Saturday, April 4, 2026

EASTER VIGIL

April 3, 2026

Saints Matthew and Mark, Barrington, R. I.

 

Romans 6:3-11

 

I’ve long found the Easter Vigil the most exciting and powerful service of the entire Church year. Maybe you agree, or else you wouldn’t be here this evening.

 

It’s one of the most ancient Christian liturgies we have on record. By the third century, it was firmly established as the Church’s annual occasion of administering Holy Baptism. While practices varied from place to place, the typical pattern was for adult converts to prepare for baptism for three years or more. During this period, they were called catechumens.

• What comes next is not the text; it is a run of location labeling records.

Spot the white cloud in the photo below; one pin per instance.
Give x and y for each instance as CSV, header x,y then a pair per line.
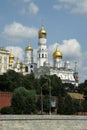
x,y
33,8
74,6
17,51
18,32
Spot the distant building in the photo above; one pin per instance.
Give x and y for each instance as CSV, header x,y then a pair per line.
x,y
42,67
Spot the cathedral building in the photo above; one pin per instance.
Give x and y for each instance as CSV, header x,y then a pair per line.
x,y
42,67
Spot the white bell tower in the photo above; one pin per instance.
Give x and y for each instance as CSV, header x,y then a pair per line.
x,y
42,53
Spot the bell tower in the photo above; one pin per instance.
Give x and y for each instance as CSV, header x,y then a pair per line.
x,y
42,53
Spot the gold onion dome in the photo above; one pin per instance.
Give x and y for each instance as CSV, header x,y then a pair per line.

The forty days before Easter—which gradually evolved into that we now know as the season of Lent—were a final period of intensive instruction in the essentials of the faith, as well as fasting and prayer undertaken by the whole Church together with and on behalf of the catechumens.

 

Finally, between sunset and sunrise on Easter Eve, a long vigil service would take place, lasting many hours. (What we’re doing this evening is a highly abbreviated and streamlined version of that.) Over the centuries, various ceremonies evolved to punctuate the stages of this liturgy: kindling new fire; lighting the Paschal Candle; chanting the Exultet; proclaiming the Easter Alleluia. 

 

From the earliest days, however, the liturgy’s core comprised three basic components: first, a lengthy service of readings from the Old Testament, each anticipating Christ’s death and Resurrection; second, the administration of Holy Baptism; and third, the celebration of the Eucharist, at which the newly baptized would receive Holy Communion for the first time. 

 

From the beginning, then, the Great Vigil was the annual occasion of Holy Baptism – although eventually Baptism ceased to be confined to Easter and was administered at other times of the year. (Over the years, I’ve administered a number of adult baptisms at the Easter Vigil, although I generally encourage scheduling infant baptisms at some other time, such as a Sunday morning in Eastertide.) 

 

In any case, I want to emphasize that this pairing of Holy Baptism with the Easter celebration was neither accidental nor arbitrary, but deliberate and intentional. To see why, we need look no further than our Epistle for this evening, from Saint Paul’s Letter to the Romans, Chapter 6, verses 3 through 11.

 

Here, the Apostle describes Baptism as a kind of virtual participation in Christ’s death and Resurrection. “Do you not know “that all of us who have been baptized into Christ Jesus were baptized into his death. Therefore we have been buried with him by baptism into death, so that, just as Christ was raised from the dead by the glory of the Father, so we too might walk in newness of life.” 

 

It’s a remarkable passage. Here, baptism appears as a symbol not only of washing and cleansing but also of death by drowning. And Paul is saying that this enacted sign of death-by-water becomes for Christians the means of participation in Christ’s own death and burial. In other words, Christ saves us not merely as external beneficiaries of, but rather as virtual participants in, his crucifixion and entombment. And the vehicle by which we share in his death and burial is none other than Holy Baptism.

 

It’s not just that Christ pays the price of our sins on the cross as a kind of divine bookkeeping transaction. Instead, through baptism, we participate in Christ’s death, so that, as Paul writes, “we might no longer be enslaved to sin. For whoever has died is freed from sin.” In the background here is the ancient idea that a slave is a slave only for this life. In death, the slave gains freedom from the former master. So, by dying with Christ in Holy Baptism, we gain liberation from sin’s mastery over our former lives.

 

As if that weren’t enough, however, there’s more! Through Baptism, we participate not only in Christ’s death but also in his Resurrection from the dead. We share in his risen life. This sharing is both a future and a present reality. On one hand, Paul writes, “If we have been united with him in a death like his, we shall certainly be united with him in a resurrection like his.” That’s the future aspect: the hope of resurrection glory on the last day. But in the meantime, Paul writes, “The death he died, he died to sin, once for all; but the life he lives he lives to God. So you also must consider yourselves dead to sin and alive to God in Christ Jesus.”

 

In other words, through Baptism we enjoy an anticipatory foretaste of the life of the world to come, making possible new lives in this world marked by faith, hope, love, joy, self-giving, and service. As Paul puts it, we were buried with Christ by baptism into death, so that “we too might walk in newness of life.” 

 

Holy Baptism is thus the link between that first Easter Day two millennia ago, and our life together in the Church today. The Easter Vigil liturgy commemorates not only Christ’s victory over death, but also our death to sin, and our resurrection to new and eternal life in him. On this most holy night, then, we fittingly renew our baptismal commitment, and we celebrate the power of Christ’s resurrection in our lives today.